Михаэль покраснел, но промолчал.

Снаружи послышались громкие женские голоса, звон разбитого стекла. Арье склонил голову, прислушиваясь, и с виноватой улыбкой шумно отхлебнул кофе из чашки с разбитой ручкой.

— Я хотел вам рассказать, что Идо Додай навещал меня в Нью-Йорке и даже жил в нашем доме в Форт-Скейлерс, на окраине города. Это большой старый дом моего дяди, который тогда гостил в Израиле. Идо был у нас дважды — неделю в начале своего визита в США и три дня перед отъездом на родину.

— А сколько он там пробыл, месяц?

Клейн кивнул.

— Он ездил в связи со своей диссертацией? Только на месяц?

Клейн вкратце объяснил, что существует особая стипендия для исследователей от Института современного иудаизма — эту стипендию для Идо выбил Тирош.

— Первую неделю в Америке Идо провел в библиотеках, встречался со специалистами по проблемам национальных меньшинств в США, в основном евреев, разумеется. Встречался он и с отказниками, он был очень взволнован, — говорил Клейн, — как бывает, когда мы находимся в преддверии открытия новых источников информации в наших исследованиях. В последнюю неделю пребывания в США Идо поехал на юг, в Северную Каролину, чтобы встретиться с одним юристом, активистом отказнического движения и сопротивления советскому режиму. У этого адвоката был богатый материал о людях, которые Идо интересовали, в основном о Фарбере — не знаю, знакомы ли вы с его стихами.

Михаэль сохранял непроницаемый вид.

— Анатолий Фарбер был открытием Тироша. Тирош открывал и других поэтов, множество, в Израиле, но любил он открывать неизвестных зарубежных поэтов, переводил их с немецкого и чешского, как, например, Хербеля.

Клейн вопросительно взглянул на Михаэля, дабы удостовериться, не напрасны ли его усилия. Михаэль покачал головой — он никогда не слышал о Хербеле.

— Анатолий Фарбер был самым большим открытием Тироша, открытием с большой буквы, — Клейн подался вперед, — я лично полагаю и всегда полагал, что это — часть мифа, который Тирош настойчиво создавал вокруг своего имени. На мой взгляд, в стихах Фарбера не хватает… м-м-м-м… оригинальности, которую им приписывал Тирош. По сути дела, стихи весьма средние, и если в них есть какая-то ценность, то это проистекает из исторических связей, но этого нельзя было сказать Тирошу без опасения нарваться на долгую лекцию по истории иврита.

Полные губы профессора Клейна сложились в подобие улыбки, но он снова стал серьезным, вернувшись к событиям прошлого. Профессор встал с кресла:

— Тот адвокат еще по телефону сказал Идо, что в его доме живет человек, который знал Фарбера по тюрьме и даже знает, как прятались стихи.
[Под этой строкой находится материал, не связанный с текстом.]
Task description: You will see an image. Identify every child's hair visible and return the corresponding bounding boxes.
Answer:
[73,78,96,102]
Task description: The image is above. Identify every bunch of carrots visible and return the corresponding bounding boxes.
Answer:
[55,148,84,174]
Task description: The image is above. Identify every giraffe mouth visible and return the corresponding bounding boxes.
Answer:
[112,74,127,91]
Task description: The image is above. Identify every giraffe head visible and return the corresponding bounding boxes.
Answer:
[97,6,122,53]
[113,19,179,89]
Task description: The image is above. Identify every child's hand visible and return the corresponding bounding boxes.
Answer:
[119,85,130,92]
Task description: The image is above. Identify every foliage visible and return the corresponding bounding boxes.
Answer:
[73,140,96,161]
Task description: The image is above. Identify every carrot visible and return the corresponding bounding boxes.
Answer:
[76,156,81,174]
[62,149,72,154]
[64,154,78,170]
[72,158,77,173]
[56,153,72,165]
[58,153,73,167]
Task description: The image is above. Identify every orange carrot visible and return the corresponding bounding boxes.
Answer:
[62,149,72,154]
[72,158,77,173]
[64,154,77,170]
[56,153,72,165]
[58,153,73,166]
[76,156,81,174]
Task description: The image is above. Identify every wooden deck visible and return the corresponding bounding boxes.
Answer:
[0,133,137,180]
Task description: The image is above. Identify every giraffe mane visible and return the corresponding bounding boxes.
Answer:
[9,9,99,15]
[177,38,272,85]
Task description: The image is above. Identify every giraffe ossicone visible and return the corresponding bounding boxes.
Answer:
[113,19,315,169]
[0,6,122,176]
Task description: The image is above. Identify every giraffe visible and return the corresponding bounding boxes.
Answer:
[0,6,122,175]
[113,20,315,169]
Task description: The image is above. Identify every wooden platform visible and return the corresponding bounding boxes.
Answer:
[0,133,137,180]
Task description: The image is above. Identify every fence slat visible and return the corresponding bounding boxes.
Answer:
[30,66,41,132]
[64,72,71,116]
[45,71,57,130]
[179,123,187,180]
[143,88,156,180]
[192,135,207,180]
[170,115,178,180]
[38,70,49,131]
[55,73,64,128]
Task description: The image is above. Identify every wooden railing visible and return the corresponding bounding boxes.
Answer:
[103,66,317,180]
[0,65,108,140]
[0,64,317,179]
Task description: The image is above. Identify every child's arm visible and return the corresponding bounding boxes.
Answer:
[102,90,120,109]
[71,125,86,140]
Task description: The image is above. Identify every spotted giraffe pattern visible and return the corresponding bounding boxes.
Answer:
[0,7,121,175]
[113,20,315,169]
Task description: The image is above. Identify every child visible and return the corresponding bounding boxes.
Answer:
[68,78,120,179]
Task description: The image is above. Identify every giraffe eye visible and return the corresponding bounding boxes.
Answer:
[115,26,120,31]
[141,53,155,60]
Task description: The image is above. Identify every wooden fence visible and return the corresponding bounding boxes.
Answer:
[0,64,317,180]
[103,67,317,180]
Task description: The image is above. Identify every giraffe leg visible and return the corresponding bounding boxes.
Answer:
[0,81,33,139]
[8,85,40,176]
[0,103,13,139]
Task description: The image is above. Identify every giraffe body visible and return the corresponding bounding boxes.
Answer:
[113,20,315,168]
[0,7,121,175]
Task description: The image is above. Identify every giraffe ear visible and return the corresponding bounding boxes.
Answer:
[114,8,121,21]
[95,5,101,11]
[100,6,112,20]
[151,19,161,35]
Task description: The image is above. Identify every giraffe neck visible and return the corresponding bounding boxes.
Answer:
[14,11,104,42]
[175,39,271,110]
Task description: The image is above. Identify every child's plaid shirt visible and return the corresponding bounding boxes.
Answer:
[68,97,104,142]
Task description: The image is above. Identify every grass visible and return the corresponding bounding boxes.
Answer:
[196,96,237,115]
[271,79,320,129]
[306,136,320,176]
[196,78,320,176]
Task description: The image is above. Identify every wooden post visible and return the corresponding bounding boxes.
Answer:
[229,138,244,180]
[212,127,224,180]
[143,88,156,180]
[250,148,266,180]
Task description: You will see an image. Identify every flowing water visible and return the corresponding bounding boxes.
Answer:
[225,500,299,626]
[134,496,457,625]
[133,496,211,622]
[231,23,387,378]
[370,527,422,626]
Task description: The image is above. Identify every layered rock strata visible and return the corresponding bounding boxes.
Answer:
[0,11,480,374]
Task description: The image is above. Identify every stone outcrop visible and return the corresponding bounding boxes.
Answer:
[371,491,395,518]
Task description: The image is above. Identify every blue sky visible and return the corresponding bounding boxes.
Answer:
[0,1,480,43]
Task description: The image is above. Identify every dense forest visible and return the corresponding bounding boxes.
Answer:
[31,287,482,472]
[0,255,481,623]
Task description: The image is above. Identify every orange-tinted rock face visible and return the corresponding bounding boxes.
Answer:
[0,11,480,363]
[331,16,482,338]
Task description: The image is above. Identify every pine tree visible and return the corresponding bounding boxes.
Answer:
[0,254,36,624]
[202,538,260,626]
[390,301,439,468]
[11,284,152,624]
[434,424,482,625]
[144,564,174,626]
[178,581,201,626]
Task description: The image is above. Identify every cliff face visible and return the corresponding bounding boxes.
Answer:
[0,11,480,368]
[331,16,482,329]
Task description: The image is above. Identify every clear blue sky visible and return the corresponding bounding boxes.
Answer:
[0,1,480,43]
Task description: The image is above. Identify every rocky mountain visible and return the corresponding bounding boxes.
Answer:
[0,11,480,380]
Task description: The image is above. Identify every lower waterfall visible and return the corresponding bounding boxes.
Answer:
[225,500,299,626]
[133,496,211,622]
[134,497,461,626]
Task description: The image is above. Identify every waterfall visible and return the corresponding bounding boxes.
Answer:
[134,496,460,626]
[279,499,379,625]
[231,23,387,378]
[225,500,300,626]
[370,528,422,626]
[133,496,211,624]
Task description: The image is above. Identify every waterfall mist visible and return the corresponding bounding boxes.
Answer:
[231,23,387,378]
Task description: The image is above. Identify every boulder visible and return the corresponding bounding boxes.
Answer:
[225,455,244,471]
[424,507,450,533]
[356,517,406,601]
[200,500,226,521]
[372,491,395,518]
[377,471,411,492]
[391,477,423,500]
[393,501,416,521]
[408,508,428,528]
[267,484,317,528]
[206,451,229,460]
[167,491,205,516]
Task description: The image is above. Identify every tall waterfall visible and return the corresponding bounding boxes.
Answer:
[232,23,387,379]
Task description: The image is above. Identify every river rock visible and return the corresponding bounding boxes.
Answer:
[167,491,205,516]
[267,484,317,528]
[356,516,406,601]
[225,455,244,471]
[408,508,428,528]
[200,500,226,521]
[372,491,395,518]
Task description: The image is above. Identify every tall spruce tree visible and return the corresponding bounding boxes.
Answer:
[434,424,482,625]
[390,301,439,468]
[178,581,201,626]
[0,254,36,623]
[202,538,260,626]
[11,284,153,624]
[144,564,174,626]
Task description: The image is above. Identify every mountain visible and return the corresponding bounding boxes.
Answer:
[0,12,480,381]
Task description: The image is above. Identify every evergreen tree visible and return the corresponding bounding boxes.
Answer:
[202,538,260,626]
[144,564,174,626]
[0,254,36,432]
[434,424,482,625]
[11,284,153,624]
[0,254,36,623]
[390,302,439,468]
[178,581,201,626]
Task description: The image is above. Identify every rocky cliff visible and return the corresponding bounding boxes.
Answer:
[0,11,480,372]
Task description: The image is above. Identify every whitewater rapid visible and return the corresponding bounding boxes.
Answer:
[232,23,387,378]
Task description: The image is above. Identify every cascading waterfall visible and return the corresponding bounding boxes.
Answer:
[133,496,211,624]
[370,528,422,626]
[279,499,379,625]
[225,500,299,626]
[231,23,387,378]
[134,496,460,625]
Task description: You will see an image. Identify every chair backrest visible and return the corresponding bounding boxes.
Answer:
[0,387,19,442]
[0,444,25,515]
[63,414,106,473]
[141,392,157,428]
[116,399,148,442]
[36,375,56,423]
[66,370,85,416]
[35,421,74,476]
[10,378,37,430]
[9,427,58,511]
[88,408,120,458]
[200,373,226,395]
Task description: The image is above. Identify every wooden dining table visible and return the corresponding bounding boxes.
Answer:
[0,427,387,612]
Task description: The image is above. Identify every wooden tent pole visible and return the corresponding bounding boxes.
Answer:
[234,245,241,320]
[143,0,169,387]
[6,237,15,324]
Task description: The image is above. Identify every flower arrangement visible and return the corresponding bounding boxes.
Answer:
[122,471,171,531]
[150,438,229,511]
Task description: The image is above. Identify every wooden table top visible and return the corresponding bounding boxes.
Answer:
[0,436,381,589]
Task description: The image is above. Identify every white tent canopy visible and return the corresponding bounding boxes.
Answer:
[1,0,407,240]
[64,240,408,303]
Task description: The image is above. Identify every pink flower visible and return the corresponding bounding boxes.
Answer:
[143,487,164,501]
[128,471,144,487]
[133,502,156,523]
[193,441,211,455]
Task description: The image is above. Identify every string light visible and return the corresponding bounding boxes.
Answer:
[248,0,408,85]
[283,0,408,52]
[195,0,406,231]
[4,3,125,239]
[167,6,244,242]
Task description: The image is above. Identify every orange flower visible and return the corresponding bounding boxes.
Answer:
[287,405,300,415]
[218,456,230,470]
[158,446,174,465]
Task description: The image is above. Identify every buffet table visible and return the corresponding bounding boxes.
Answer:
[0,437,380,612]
Этот человек говорил на иврите и даже был знаком с некоторыми стихами, и это было большим сюрпризом для Идо. Тирош же говорил, что он нашел эти стихи в Вене, но это совершенно особая история. Еще он говорил, что никто из сидевших в лагере вместе с Фарбером не знал иврита. Короче, Идо был очень взволнован, я видел блеск в его глазах.

Арье вздохнул и отпил кофе.

— Как он попал к тому адвокату?

— Случайно, через одну библиотекаршу, работавшую в библиотеке Еврейского теологического семинара, где он занимался первую неделю. Подробностей я не помню, но Идо сказал по телефону, что он — аспирант из Иерусалима, и адвокат его пригласил.
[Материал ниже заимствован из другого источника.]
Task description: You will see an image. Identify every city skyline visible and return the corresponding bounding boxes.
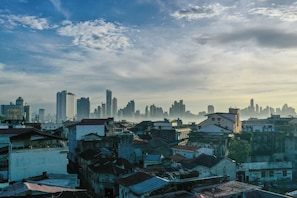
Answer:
[1,94,296,122]
[1,1,297,114]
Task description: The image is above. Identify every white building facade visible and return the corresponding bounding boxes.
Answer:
[56,90,76,123]
[239,162,293,183]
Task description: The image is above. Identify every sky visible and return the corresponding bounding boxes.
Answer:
[1,0,297,115]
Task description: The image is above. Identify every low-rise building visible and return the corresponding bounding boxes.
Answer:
[238,161,293,183]
[143,154,164,168]
[196,108,242,133]
[171,145,213,159]
[0,127,68,183]
[180,154,236,180]
[88,158,133,197]
[188,124,231,157]
[67,118,114,166]
[118,172,168,198]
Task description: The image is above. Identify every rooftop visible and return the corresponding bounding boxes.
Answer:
[181,154,224,169]
[118,172,169,195]
[194,181,290,198]
[68,118,113,127]
[0,182,85,197]
[117,172,153,187]
[171,145,199,152]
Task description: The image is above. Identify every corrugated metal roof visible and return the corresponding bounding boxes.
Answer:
[129,176,168,195]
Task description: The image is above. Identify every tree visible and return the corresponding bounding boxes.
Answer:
[228,139,250,164]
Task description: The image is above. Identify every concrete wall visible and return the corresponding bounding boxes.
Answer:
[10,148,68,182]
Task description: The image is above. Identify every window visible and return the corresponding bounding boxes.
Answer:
[269,170,274,177]
[212,117,215,121]
[283,170,287,177]
[261,171,266,178]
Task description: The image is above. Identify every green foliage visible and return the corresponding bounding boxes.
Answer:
[228,139,251,164]
[235,132,253,142]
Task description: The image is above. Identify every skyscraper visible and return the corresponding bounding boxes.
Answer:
[106,90,112,117]
[39,108,45,123]
[207,105,215,114]
[102,103,106,118]
[112,97,117,117]
[169,100,185,117]
[56,90,76,123]
[77,97,90,121]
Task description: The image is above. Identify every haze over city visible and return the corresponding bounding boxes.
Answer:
[1,0,297,114]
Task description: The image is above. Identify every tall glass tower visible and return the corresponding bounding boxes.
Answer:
[106,90,112,117]
[77,97,90,121]
[56,90,76,123]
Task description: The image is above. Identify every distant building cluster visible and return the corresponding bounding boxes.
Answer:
[241,98,296,119]
[0,97,31,122]
[1,94,296,126]
[54,90,205,124]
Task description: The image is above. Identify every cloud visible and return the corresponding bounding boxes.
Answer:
[50,0,70,19]
[57,19,132,50]
[194,27,297,49]
[1,14,53,30]
[0,63,4,70]
[3,0,297,113]
[171,3,229,21]
[249,2,297,22]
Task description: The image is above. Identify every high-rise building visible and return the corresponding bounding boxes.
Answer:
[112,97,117,117]
[97,106,102,118]
[77,97,90,121]
[102,103,106,118]
[24,105,31,122]
[0,97,31,122]
[250,98,254,109]
[145,106,149,117]
[118,100,135,117]
[169,100,185,117]
[56,90,76,123]
[16,97,24,106]
[39,109,45,123]
[106,90,112,117]
[207,105,215,114]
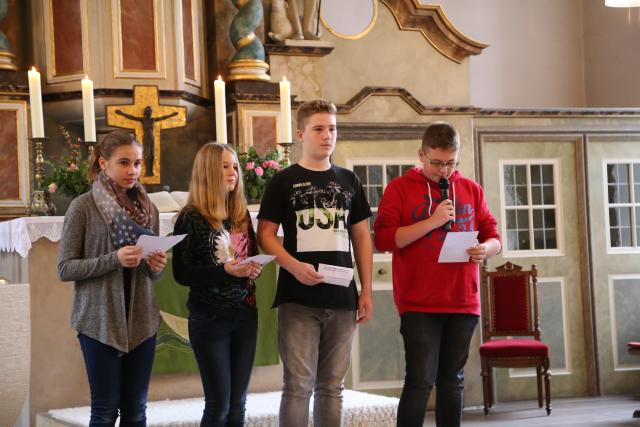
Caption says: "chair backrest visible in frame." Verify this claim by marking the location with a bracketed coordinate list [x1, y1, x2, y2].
[480, 262, 540, 342]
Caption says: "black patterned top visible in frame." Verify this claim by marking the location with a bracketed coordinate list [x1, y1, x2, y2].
[172, 207, 258, 315]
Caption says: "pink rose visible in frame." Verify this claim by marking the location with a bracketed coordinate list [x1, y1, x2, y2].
[246, 161, 255, 170]
[271, 161, 281, 170]
[255, 166, 264, 177]
[48, 182, 58, 193]
[67, 163, 78, 171]
[262, 160, 270, 168]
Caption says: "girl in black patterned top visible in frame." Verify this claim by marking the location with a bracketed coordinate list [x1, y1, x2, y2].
[172, 142, 261, 427]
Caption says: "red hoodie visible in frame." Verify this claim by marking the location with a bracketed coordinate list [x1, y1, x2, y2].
[374, 168, 501, 316]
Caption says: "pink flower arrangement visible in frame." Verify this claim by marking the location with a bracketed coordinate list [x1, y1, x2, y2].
[262, 160, 281, 170]
[236, 147, 285, 202]
[41, 124, 91, 198]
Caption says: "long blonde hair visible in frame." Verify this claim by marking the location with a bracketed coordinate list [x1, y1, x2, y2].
[184, 142, 248, 230]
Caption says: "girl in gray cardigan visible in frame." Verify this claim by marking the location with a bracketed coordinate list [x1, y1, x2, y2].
[58, 131, 167, 426]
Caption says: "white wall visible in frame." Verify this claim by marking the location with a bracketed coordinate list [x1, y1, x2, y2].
[422, 0, 586, 108]
[584, 2, 640, 107]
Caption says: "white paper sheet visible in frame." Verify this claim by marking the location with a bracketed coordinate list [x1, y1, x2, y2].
[136, 234, 186, 257]
[437, 231, 479, 263]
[317, 263, 354, 287]
[238, 254, 276, 266]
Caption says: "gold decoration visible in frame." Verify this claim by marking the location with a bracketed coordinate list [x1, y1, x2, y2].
[227, 59, 271, 82]
[106, 86, 186, 184]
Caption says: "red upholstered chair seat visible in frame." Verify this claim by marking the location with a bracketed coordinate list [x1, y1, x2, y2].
[628, 341, 640, 350]
[480, 339, 549, 358]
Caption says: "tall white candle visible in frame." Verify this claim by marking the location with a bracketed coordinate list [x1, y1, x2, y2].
[27, 66, 44, 138]
[81, 75, 96, 142]
[279, 76, 292, 143]
[214, 76, 227, 144]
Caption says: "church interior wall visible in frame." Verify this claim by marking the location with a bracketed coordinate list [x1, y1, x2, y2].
[583, 0, 640, 107]
[3, 0, 640, 424]
[321, 5, 470, 107]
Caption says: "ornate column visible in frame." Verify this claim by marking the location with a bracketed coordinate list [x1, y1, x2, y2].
[0, 0, 17, 71]
[227, 0, 270, 81]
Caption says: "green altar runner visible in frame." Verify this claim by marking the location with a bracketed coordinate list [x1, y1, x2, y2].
[152, 253, 279, 374]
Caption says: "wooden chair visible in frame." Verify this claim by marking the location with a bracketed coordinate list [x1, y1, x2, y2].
[627, 342, 640, 418]
[479, 262, 551, 415]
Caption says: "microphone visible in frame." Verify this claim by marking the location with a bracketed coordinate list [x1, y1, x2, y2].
[438, 178, 453, 231]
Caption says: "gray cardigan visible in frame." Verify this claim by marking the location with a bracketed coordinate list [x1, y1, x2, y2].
[57, 192, 162, 353]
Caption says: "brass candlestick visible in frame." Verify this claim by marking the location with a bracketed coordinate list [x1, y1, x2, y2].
[84, 140, 95, 159]
[277, 141, 294, 167]
[29, 136, 54, 216]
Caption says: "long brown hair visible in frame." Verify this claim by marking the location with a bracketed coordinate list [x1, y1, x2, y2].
[87, 131, 141, 182]
[184, 142, 248, 230]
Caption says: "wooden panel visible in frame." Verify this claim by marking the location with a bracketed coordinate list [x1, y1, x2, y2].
[120, 0, 156, 71]
[51, 0, 84, 76]
[0, 110, 19, 200]
[182, 0, 195, 80]
[251, 116, 276, 157]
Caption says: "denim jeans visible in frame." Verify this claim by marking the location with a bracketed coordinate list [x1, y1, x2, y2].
[188, 307, 258, 427]
[78, 333, 157, 427]
[277, 303, 357, 427]
[397, 312, 478, 427]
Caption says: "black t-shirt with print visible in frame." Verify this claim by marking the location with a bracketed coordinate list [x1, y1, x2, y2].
[258, 163, 372, 309]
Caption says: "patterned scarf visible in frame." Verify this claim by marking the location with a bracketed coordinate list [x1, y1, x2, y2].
[92, 171, 155, 248]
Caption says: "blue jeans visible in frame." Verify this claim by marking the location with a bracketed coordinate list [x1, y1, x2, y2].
[397, 312, 478, 427]
[278, 303, 357, 427]
[188, 308, 258, 427]
[78, 333, 157, 427]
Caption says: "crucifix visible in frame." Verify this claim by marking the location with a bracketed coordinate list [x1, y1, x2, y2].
[106, 86, 186, 184]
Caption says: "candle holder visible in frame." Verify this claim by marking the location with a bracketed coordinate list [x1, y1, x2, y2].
[29, 136, 55, 216]
[84, 140, 96, 159]
[277, 141, 294, 167]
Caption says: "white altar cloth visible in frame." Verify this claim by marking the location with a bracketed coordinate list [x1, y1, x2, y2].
[0, 212, 270, 258]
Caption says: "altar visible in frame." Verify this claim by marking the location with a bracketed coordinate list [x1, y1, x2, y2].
[0, 213, 282, 425]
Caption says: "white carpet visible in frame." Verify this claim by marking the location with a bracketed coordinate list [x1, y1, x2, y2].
[43, 390, 399, 427]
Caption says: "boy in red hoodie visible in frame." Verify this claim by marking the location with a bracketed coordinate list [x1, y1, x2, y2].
[374, 122, 501, 427]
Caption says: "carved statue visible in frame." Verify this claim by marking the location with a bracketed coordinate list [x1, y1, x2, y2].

Клейн изогнул брови, взглянул на большой фотопортрет, висевший на стене, между двумя книжными шкафами. Это был портрет мужчины с широким лицом, совершенно лысого, в костюме. Его лицо показалось Михаэлю знакомым, но откуда — он не знал.
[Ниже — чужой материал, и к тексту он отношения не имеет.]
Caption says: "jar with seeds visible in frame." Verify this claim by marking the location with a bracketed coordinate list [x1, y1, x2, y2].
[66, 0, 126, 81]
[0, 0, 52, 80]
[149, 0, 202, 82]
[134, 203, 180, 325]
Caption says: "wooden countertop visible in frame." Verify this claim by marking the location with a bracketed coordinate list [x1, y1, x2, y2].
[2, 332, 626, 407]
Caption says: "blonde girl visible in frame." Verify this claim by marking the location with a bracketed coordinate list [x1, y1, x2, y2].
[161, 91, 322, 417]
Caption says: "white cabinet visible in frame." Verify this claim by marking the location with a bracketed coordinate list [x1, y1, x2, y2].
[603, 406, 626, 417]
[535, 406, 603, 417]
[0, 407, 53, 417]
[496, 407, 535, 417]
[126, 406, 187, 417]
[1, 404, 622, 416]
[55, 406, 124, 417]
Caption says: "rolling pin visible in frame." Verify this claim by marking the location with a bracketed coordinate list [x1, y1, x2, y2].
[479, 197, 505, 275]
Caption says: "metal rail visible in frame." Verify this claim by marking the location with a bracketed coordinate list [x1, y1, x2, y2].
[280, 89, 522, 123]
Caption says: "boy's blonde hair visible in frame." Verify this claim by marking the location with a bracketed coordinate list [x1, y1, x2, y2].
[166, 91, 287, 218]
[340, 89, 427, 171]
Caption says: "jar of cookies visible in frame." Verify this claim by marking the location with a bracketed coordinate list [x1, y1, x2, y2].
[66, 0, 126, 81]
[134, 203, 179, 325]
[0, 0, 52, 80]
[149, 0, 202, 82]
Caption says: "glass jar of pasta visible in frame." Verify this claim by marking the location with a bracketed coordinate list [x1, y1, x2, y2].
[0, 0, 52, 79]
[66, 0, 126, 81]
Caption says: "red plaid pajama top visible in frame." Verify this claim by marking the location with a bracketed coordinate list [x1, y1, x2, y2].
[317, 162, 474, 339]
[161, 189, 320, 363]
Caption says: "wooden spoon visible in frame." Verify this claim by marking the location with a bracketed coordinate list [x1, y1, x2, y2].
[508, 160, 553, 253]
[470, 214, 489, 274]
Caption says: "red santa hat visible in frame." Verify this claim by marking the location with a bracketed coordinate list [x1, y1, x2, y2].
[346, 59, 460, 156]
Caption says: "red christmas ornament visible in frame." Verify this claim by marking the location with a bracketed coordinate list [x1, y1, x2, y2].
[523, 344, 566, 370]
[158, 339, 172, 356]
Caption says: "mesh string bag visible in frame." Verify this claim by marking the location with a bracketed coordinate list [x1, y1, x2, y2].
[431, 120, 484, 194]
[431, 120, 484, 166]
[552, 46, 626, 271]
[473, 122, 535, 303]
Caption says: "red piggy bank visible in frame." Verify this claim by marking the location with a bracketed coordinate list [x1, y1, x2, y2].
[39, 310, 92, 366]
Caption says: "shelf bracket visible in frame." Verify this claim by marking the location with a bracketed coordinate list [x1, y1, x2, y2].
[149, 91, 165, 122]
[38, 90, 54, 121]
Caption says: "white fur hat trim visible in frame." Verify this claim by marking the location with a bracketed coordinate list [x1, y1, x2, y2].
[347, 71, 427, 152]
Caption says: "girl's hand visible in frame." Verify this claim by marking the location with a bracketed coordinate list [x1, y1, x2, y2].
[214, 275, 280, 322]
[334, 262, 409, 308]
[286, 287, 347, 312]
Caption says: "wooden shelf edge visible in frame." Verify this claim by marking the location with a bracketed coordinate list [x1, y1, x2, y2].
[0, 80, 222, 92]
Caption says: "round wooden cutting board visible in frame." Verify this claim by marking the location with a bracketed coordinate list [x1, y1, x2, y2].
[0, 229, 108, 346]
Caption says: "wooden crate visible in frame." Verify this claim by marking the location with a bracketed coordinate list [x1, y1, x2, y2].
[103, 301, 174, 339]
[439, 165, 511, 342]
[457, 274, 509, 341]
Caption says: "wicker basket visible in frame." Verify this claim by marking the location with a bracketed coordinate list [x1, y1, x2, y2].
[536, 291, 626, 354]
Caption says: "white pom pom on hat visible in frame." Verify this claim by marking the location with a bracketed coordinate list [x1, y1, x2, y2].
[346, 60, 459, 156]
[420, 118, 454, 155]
— Идо поехал в Вашингтон и позвонил мне оттуда как-то раз, затем поехал в Северную Каролину, в университетский город Чепел-Хилл. Вы были в США?

— Нет, только в Европе. Можно закурить?

— Конечно! — Клейн протянул руку назад и среди кипы бумаг нащупал простую круглую стеклянную пепельницу. Было ясно, что он знает место каждой вещи в доме. — Все сказанное выше — это вступление к главной проблеме. Я вспоминаю состояние Идо, когда он вернулся оттуда. Нужно было знать его, чтобы понять, насколько он изменился.

Клейн на мгновение замолчал, будто перед его глазами всплыл образ Идо Додая.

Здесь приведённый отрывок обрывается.